A collective bargaining bill is headed for vote today in Ohio. Unlike the bill in Wisconsin, the Ohio proposal will cover police and fire workers. Unfortunately it has been watered down a bit to gain needed support from several Republicans.
The New York Times reports Ohio Set to Vote on Ending Public Union Rights
The Ohio Senate is expected to consider a revised version of a bill to end collective bargaining on Tuesday, and union members gathering outside the Statehouse here Tuesday morning said they were bracing for the worst.
Unlike similar legislation in Wisconsin, which exempts police officers and firefighters, the Ohio bill includes them — and is controversial for that reason.
But Republicans say the legislation that seeks to eliminate long-held union prerogatives are part of broader austerity measures intended to reduce crippling budget deficits, of which public employee pensions have played a growing role.
In Wisconsin, the political divide was expected to only widen on Tuesday as Gov. Scott Walker prepared to announce his budget proposal, which is expected to cut $1 billion in aid to local government over two years.
By early Tuesday, critics of Mr. Walker were already gathering, as they have for two weeks, outside the Capitol. Security was tight, and only some people were allowed to enter. Mr. Walker, a Republican whose proposal to cut collective bargaining rights for public workers and increase their pension and health care contributions has set off a firestorm here, will present his budget in the state Assembly chambers. Some Democrats were already predicting that the cuts in his new budget might lead to still more protests, more disagreement, more of a split in this state’s Republican-dominated Capitol.
In his two-week-long standoff with Democrats and state employee unions, Mr. Walker has pressured 14 Democratic state senators, who have fled the state, to return to deal with what he says are important fiscal deadlines that would otherwise pass this week and harm the state.

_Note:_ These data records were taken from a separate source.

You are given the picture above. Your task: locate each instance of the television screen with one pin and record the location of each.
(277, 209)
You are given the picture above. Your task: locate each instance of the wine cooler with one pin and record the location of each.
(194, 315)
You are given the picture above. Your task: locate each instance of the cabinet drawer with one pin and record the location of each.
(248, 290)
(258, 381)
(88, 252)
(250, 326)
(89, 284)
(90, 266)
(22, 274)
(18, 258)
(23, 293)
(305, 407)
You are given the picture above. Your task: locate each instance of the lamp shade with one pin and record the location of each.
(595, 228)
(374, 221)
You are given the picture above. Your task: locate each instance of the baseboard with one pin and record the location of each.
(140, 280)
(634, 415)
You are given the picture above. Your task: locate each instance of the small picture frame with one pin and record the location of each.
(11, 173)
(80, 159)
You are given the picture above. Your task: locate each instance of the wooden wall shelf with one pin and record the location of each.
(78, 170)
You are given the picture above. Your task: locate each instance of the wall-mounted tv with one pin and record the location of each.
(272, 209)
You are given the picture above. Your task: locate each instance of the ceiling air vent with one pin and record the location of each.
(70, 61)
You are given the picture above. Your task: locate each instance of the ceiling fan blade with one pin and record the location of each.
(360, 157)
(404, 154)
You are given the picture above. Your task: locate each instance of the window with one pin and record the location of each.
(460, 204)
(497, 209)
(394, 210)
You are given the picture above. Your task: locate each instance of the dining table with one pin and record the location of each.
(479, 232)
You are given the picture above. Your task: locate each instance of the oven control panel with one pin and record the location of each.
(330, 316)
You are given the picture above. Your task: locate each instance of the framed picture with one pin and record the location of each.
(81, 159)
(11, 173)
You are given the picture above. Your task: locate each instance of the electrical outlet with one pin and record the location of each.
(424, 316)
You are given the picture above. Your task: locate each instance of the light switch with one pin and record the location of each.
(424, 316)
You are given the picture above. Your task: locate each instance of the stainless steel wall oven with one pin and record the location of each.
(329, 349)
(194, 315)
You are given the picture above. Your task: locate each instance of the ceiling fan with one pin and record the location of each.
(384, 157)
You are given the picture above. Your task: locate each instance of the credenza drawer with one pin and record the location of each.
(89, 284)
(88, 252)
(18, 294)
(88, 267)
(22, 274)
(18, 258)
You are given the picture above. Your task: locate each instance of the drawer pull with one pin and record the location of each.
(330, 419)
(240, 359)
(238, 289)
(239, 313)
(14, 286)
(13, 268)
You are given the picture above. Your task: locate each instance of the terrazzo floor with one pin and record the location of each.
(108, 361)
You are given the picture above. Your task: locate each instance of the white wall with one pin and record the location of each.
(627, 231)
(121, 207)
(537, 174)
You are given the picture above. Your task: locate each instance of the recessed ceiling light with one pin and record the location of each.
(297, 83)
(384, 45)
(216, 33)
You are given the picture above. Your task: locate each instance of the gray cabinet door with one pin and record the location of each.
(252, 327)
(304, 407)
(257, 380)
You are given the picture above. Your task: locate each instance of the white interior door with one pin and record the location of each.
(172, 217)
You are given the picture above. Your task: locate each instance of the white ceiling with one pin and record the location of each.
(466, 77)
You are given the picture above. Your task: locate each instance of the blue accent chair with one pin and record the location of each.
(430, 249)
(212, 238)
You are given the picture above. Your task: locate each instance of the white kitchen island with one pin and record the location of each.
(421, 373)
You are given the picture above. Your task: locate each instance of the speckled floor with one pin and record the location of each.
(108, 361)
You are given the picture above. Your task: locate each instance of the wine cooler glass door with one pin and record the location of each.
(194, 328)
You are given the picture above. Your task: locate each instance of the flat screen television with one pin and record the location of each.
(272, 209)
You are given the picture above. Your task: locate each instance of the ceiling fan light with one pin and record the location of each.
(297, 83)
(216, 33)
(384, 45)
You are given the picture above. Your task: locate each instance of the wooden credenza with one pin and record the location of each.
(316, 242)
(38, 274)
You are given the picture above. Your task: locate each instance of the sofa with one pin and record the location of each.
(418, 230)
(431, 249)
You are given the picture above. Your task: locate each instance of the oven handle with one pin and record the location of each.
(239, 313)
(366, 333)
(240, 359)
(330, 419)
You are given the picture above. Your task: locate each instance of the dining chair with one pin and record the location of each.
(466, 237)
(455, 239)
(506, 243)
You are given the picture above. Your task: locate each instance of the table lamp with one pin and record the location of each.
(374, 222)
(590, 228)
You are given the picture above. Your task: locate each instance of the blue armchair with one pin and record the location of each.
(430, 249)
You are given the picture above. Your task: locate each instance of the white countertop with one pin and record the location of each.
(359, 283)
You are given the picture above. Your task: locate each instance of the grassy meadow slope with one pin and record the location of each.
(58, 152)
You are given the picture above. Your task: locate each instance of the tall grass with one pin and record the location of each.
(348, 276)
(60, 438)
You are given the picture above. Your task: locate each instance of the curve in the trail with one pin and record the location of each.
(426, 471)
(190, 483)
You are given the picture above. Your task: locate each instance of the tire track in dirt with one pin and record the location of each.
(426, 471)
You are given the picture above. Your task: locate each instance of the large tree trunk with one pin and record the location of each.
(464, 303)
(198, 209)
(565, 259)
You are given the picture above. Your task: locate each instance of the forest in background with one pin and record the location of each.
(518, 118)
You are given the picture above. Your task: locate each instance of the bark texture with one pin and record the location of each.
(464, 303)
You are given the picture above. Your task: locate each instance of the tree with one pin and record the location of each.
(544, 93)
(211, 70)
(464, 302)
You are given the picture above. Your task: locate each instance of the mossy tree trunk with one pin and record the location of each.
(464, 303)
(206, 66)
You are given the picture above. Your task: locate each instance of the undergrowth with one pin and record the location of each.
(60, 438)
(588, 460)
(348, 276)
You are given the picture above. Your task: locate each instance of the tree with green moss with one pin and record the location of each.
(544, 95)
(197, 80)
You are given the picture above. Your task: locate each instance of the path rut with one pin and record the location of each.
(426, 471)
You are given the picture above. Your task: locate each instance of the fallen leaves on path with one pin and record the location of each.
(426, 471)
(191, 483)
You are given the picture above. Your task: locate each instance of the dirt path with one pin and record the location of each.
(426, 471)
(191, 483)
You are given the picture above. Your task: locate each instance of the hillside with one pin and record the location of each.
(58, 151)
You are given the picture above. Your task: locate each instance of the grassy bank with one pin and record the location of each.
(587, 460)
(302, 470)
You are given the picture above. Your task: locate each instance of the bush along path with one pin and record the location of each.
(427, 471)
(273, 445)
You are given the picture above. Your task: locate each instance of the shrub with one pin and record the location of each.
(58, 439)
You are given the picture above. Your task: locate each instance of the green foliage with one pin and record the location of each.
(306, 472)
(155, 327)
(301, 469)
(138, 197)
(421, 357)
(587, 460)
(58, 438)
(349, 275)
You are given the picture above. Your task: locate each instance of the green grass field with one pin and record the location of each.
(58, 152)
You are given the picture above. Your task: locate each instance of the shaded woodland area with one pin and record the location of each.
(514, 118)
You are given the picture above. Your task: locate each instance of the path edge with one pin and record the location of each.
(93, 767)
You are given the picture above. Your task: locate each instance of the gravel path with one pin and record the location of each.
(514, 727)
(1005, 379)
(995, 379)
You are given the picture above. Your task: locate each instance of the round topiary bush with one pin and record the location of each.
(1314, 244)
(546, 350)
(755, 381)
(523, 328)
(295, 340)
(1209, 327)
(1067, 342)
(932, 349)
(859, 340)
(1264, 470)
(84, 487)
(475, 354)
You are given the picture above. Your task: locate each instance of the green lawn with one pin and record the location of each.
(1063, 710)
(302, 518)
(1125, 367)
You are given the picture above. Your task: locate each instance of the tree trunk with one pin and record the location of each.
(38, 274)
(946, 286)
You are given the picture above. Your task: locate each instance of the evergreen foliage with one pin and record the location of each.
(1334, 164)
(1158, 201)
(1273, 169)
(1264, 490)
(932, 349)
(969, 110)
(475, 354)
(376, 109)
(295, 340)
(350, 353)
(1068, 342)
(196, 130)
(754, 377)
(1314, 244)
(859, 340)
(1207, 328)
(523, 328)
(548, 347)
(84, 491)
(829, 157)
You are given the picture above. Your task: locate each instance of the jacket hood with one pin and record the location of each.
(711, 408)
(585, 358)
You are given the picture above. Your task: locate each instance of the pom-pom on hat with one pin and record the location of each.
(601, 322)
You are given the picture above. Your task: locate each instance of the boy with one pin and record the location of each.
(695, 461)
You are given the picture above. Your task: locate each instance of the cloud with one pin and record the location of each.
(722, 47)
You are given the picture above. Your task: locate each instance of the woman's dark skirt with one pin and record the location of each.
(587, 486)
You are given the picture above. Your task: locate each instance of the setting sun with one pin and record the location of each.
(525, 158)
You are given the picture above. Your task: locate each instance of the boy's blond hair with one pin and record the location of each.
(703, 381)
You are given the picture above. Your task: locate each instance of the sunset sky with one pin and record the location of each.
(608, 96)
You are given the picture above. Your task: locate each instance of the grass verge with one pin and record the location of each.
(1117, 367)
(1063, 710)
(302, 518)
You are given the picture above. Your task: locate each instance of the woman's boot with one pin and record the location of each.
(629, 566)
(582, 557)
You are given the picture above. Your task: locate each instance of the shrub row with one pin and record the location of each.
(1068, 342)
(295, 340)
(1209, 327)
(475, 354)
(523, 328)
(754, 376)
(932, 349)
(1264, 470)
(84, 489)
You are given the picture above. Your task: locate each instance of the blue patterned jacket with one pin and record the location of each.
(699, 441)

But the Democrats are staying put, in Illinois, to avoid a quorum and thus stall a proposal by Mr. Walker that would strip public employee unions of nearly all their collective bargaining powers, allow publicly owned power plants to be sold with what critics say is little guarantee of fair value, and give the governor’s appointees what public health advocates describe as expansive new powers to limit health care coverage for lower-income residents.
The NYT article failed to point out the details or recent compromises that have watered down the bill.
As originally proposed the bill effectively ended all collective bargaining rights for all public unions. Unfortunately that will not pass. A recent revision to gain key votes will allow bargaining for wages only, not benefits. It also places a no-strike clause.
This is not perfect. Perfect is getting rid of public unions entirely. However, it is a good start.
In Wisconsin, Governor Walker will begin laying off workers unless legislators playing hooky in Illinois return to Wisconsin to vote. It is good to see governor Walker hold firm.